By David Herres
For years, science-fiction movies — particularly those involving robots — have created ambience by placing an oscilloscope in the background, configured to display a trace of the human voice. You can do this easily, at minimal expense, and the resulting setup can be used to perform some interesting and instructive acoustic experiments.
A loudspeaker as removed from a discarded computer, radio or audio player, is in reality a lineal (non-rotary) dc motor that is externally commutated. The cone responds to an electrical audio-frequency signal by rapidly reversing its direction of motion, moving the air to produce the sounds that we hear in all their complexity. Like any dc motor, it will also function as a dc generator, which means it can transform motion of the cone, responding to changes in air pressure, to an electrical signal that will represent those changes.
The electrical signal can be accessed by a TPP1000 probe and displayed on a Tektronix MDO3000 or similar digital storage oscilloscope. Connect the probe to the two loudspeaker terminals. You needn’t worry about blowing up the oscilloscope because neither terminal of the loudspeaker floats at some potential with respect to electrical system ground, which is connected to the oscilloscope ground plane.

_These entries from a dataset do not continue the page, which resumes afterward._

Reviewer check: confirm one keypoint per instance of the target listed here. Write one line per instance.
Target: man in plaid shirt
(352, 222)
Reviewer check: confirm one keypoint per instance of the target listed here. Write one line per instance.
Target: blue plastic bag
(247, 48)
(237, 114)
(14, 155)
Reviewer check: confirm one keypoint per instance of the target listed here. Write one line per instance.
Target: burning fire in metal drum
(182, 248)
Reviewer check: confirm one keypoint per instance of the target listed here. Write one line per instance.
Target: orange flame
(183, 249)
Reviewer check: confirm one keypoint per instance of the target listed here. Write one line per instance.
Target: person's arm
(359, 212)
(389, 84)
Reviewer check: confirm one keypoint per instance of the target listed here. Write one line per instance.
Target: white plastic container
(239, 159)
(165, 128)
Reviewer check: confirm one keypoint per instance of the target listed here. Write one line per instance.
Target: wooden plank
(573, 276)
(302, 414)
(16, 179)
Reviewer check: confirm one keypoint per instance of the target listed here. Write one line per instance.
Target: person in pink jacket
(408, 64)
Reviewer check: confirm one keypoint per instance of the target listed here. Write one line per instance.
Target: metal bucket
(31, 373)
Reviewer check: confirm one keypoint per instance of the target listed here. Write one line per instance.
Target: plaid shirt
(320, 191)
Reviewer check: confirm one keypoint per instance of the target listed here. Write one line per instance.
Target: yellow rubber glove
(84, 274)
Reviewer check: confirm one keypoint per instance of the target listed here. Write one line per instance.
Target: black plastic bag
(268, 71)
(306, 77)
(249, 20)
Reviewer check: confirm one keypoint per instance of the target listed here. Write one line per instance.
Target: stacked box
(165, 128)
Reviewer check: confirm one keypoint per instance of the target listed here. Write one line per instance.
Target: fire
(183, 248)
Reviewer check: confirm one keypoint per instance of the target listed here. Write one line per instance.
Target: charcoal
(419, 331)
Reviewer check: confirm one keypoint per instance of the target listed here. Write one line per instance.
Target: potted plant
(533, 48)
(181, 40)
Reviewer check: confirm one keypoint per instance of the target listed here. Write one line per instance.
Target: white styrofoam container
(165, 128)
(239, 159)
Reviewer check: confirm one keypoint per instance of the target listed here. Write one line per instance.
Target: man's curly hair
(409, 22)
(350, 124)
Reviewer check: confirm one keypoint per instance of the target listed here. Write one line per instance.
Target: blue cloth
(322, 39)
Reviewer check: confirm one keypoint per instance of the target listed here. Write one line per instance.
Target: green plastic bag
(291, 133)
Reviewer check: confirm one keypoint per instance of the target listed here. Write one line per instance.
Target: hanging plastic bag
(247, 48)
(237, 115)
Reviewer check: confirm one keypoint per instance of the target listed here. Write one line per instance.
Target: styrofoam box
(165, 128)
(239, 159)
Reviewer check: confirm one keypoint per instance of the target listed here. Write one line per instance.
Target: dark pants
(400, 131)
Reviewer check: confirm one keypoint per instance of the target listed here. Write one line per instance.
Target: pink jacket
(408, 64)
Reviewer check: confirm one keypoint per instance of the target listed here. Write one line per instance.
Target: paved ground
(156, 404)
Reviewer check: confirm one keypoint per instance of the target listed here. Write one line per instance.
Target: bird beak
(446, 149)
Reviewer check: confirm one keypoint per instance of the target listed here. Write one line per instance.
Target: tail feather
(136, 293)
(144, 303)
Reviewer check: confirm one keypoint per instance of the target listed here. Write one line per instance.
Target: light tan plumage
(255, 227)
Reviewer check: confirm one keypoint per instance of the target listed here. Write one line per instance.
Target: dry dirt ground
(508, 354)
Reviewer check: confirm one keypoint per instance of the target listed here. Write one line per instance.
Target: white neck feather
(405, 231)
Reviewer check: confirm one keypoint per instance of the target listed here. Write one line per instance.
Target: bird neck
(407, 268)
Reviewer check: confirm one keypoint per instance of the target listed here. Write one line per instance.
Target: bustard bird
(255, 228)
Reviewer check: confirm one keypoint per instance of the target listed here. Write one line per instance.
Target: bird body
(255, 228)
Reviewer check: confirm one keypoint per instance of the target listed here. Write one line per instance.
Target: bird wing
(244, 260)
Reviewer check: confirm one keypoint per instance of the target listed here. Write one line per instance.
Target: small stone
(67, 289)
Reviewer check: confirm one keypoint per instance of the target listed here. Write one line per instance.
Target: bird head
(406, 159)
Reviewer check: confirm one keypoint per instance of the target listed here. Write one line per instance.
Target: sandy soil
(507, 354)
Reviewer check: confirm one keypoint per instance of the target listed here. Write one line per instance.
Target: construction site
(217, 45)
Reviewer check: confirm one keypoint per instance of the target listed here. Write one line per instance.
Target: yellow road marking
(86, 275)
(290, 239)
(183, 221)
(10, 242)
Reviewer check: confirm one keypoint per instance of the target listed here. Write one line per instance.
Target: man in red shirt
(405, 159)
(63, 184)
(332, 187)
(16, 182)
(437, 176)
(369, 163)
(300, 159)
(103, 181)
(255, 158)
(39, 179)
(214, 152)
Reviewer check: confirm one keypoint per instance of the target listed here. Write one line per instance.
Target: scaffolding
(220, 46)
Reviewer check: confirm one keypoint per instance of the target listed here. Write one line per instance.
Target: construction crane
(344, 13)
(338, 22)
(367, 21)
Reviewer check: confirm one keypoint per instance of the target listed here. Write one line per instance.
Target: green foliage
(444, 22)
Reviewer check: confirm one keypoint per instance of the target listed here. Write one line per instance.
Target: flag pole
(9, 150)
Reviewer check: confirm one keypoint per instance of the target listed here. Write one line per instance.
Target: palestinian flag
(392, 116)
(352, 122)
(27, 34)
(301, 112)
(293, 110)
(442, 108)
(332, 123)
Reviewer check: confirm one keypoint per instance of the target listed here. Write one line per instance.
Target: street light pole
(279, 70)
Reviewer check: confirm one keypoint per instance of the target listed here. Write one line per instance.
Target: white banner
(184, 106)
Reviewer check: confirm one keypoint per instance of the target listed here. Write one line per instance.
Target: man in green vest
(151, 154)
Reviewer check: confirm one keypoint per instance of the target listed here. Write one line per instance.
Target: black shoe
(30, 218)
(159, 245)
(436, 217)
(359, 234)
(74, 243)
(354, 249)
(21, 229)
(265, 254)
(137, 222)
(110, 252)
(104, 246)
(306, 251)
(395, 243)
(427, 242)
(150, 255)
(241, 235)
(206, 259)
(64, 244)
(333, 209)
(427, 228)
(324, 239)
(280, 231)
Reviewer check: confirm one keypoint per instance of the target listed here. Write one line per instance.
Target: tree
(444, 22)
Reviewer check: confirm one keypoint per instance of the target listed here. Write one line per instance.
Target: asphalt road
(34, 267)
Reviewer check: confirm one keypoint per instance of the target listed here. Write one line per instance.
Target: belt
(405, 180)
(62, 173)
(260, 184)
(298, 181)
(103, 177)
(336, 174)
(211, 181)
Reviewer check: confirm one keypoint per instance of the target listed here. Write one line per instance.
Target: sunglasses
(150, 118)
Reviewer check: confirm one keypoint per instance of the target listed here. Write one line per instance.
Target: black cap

Of course, the common microphone might be the best way to capture the human voice or some other audio signal for display on the oscilloscope. There are several types of microphones, but mics can be grouped into two general categories: those that require an external electrical bias and those that do not.
A common type is the carbon microphone. Carbon mics were used in early telephones. Changing amounts of air pressure compress a container of carbon dust in varying degrees, altering its resistance. The carbon is sandwiched between two metal electrodes. The conduction of the granular carbon depends on the amount of contact between the granules and how tightly they are packed together. (Thus users of early telephones would sometimes bang the microphone on a table to loosen up the carbon and get more volume out of the device.) One of the electrodes in a carbon mic is a foil diaphragm. Speaking into the diaphragm causes oscillations in the packing density of the carbon granules.
If you attach the probe tip and ground lead to this device, there will be no display because the oscilloscope is a voltmeter, not an ohmmeter. To see a signal from a carbon microphone, connect it across a 9-V dc power source and oscilloscope with a 47K Ω resistor and a 0.1 μ F capacitor in series. Depending upon the qualities of the microphone, you may have to try several different resistance values.
In a future article, we’ll take a closer look at the audio trace and see how the sound that it represents is made up of various harmonic components.